Nunca reniego del mundo virtual porque gracias a él conocí a mi marido e hice amigos nuevos; escribo y me leen; encuentro información; estoy al día con lo que pasa en Argentina y hasta veo tele de allá…

El mundo virtual es para todos y es masivo: Hoy en día no necesitás ser un experto en redes ni en tecnología para acceder a un blog, a una cuenta en Twitter o a una cuenta en Facebook. Estos programas (o lo que sean) son cada vez más fáciles de usar y entonces te das cuenta que, de repente, tenés una voz y te escuchan. O que tenés protagonismo de alguna forma. Y es una caricia al ego.

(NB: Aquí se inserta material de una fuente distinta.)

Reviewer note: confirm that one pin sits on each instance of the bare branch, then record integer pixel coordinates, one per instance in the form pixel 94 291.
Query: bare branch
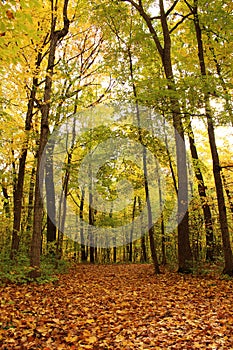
pixel 180 22
pixel 172 8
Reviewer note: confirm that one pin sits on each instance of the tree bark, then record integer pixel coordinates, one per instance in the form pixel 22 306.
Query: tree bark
pixel 55 36
pixel 202 194
pixel 228 257
pixel 184 249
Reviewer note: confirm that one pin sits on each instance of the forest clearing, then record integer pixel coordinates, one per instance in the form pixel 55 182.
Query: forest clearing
pixel 118 307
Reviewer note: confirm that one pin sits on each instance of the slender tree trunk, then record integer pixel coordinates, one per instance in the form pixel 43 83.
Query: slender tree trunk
pixel 143 241
pixel 50 195
pixel 184 249
pixel 145 173
pixel 81 215
pixel 131 231
pixel 228 193
pixel 202 194
pixel 91 219
pixel 228 257
pixel 18 191
pixel 55 36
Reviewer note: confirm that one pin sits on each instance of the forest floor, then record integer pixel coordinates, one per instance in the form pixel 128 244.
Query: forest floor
pixel 118 307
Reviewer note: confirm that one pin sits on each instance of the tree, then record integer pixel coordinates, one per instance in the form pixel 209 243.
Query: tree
pixel 55 37
pixel 228 268
pixel 184 250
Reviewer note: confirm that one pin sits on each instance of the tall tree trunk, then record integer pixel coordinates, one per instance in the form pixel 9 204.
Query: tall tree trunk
pixel 228 257
pixel 55 36
pixel 202 194
pixel 145 172
pixel 81 215
pixel 228 193
pixel 50 195
pixel 184 249
pixel 19 186
pixel 131 231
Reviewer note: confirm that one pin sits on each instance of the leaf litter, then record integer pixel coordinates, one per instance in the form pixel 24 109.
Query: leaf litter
pixel 118 307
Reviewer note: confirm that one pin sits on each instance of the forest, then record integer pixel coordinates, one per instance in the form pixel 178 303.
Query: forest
pixel 116 173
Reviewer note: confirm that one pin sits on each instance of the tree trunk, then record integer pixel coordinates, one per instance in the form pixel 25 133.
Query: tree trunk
pixel 184 249
pixel 50 195
pixel 228 257
pixel 55 36
pixel 202 194
pixel 145 173
pixel 19 186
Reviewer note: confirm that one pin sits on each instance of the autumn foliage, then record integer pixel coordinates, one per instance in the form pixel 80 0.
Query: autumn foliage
pixel 118 307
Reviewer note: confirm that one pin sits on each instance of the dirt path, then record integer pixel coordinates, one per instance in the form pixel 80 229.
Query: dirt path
pixel 118 307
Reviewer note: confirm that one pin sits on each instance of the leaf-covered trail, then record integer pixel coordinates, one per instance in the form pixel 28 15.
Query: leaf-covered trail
pixel 118 307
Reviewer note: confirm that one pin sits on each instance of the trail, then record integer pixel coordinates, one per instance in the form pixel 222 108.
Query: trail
pixel 118 307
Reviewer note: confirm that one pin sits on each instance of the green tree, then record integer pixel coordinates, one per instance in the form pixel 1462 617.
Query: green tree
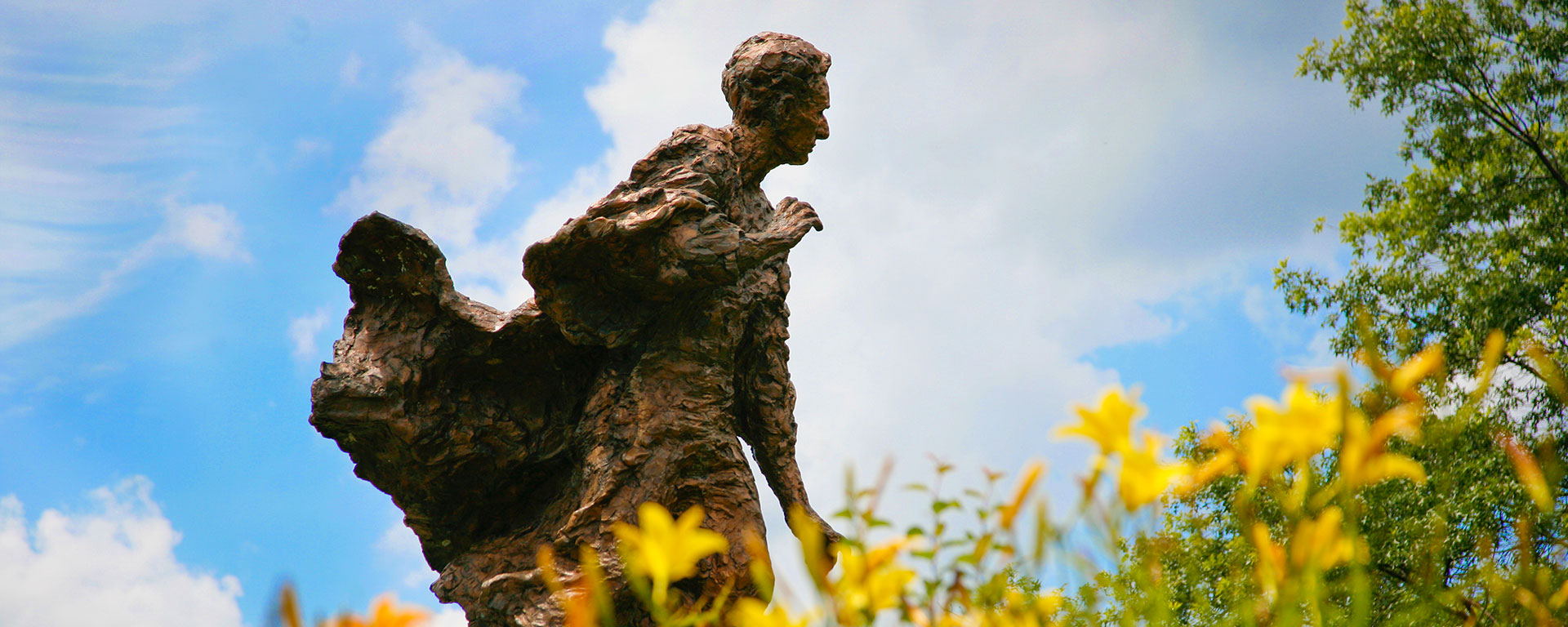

Quién no se siente importante cuando te comentan un post? O cuando tenés un nuevo amigo en Facebook o alguien te responde un tweet?

Y por más que muchos digan que la realidad que uno muestra a través de un blog, un tweet, etc es un poco ficticia (muy raramente escribimos o mostramos lo que verdaderamente nos angustia o algún problema serio que tengamos), lo virtual suele desenmascarar a muchos y mostrarlos tal cual son. O poner en evidencia su peor costado.

Por ejemplo, cuando te dejan un comentario mala onda (por adjetivarlo de una manera suave).

Curiosamente, lo que te deja entrever un comentario así es una persona de una gran inocencia, hasta diría de mucha ingenuidad: Más allá de las palabras agresivas que pueda utilizar, cuando leo un comentario de esas características, no puedo dejar de sorprenderme de cuán candorosa es quien cree que comentando en un blog (una realidad virtual) va a cambiarte algo, va a lastimarte o hacerte trenzar en una discusión.

Más sorprendente es, aún, que comentan enojados!

Personalmente, como creo que le pasa a toda persona más o menos normal, no me agrada que alguien me escriba algo agresivo. Yo soy calentona, una tana siciliana a quien ni lo bueno ni lo malo, le es indiferente. Pero cuánto dura la calentura que te pueda provocar un comentario así?

Lo que verdaderamente me provoca es un sinsabor, cierta desazón al no poder comprender cómo hay gente que prefiere perder su tiempo en leer un blog que le desagrada y clickear en “Comentarios”; esperar a que se abra la ventana; escribir; clickear “Publicar comentario” y cerrar la ventana; seguir surfeando la net  y luego volver al blog a hacer las mismas acciones anteriores para ver si publicaron lo que escribió y leer qué le contestaron y para volver a dejar otro comentario; y así ad infinitum…

No es más sano evitar lo que no te gusta? Quién gasta su precioso tiempo en leer algo que deplora? Únicamente una persona que necesita sentirse protagonista y no sabe cómo hacerlo sanamente o en forma creativa; alguien que quiere hacerse notar como sea y, de esta forma, alimentar su ego.

Mi teoría es que esta clase de persona te quiere hacer cargo de cierta frustración personal porque vos, con lo que escribís o mostrás, sos el disparador de eso que la tiene mal, su propia realidad (no virtual) que la abruma y terminás siendo un espejo que muestra lo que quiere y no puede.

Y te ataca porque está convencida (tan inocente y tan ingenua!) que no puede hacer nada para cambiar su propia vida, cuando tendría que entender que cada uno es artífice de su propio destino.